Brazil rejected aid from G7 countries to fight wildfires in the Amazon, with a top official telling French President Emmanuel Macron to take care of "his home and his colonies."
More than 80,000 forest fires have broken out in Brazil since the beginning of the year, just over half of them in the massive Amazon basin that regulates part of Earth's carbon cycle and climate. G7 countries made the $20 million aid offer to fight the blazes at the Biarritz summit hosted by Macron, who insisted they should be discussed as a top priority.
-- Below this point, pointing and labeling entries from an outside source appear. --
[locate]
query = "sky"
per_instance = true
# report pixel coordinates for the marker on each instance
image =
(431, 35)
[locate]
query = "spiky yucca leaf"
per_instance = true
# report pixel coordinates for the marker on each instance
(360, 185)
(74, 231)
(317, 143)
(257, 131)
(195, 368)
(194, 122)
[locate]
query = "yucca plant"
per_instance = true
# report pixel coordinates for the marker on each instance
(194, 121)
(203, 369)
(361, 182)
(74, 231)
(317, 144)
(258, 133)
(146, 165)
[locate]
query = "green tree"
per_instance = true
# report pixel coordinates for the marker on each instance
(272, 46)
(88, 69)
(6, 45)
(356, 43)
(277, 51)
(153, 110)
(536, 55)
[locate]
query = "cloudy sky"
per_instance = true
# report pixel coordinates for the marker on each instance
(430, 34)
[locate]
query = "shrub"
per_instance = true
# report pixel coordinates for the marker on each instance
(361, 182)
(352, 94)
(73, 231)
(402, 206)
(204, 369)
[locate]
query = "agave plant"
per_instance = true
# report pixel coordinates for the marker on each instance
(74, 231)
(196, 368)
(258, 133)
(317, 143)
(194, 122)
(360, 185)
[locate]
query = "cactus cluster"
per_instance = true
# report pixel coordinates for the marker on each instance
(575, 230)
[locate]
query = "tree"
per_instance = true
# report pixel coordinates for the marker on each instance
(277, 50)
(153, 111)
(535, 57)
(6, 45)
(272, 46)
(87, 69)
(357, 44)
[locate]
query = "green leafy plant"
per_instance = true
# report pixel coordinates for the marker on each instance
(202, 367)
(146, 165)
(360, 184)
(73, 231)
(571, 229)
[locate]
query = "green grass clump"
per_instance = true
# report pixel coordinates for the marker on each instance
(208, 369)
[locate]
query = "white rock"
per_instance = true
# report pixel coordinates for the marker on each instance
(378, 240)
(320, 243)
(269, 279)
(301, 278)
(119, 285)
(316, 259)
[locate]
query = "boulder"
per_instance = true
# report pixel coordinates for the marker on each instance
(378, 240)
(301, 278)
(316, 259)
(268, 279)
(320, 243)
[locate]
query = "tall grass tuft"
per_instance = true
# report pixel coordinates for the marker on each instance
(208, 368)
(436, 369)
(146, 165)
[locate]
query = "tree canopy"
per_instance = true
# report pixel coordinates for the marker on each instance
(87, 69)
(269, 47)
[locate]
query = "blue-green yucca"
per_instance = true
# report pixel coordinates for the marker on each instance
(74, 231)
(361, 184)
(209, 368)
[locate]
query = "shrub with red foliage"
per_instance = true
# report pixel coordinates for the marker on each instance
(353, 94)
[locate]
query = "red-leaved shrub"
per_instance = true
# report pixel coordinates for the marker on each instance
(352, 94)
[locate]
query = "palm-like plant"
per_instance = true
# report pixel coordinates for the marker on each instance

The international pledges came despite tensions between European countries and President Jair Bolsonaro, who has accused rich countries of treating the region like a "colony" and suggested the West is angling to exploit Brazil's natural resources.
"We appreciate [the offer], but maybe those resources are more relevant to reforest Europe," Onyx Lorenzoni, chief of staff to President Bolsonaro, told the G1 news website. "Macron cannot even avoid a foreseeable fire in a church that is a world heritage site," he added, referring to the fire in April that devastated the Notre Dame Cathedral. "What does he intend to teach our country?"
About 60% of the Amazon region is in Brazil, although the vast forest also spans parts of Bolivia, Colombia, Venezuela, Ecuador, French Guiana, Guyana, Peru and Suriname. The Amazon's rainforests are a major absorber of carbon dioxide from the atmosphere and described by environmentalists as a critical defense against climate change.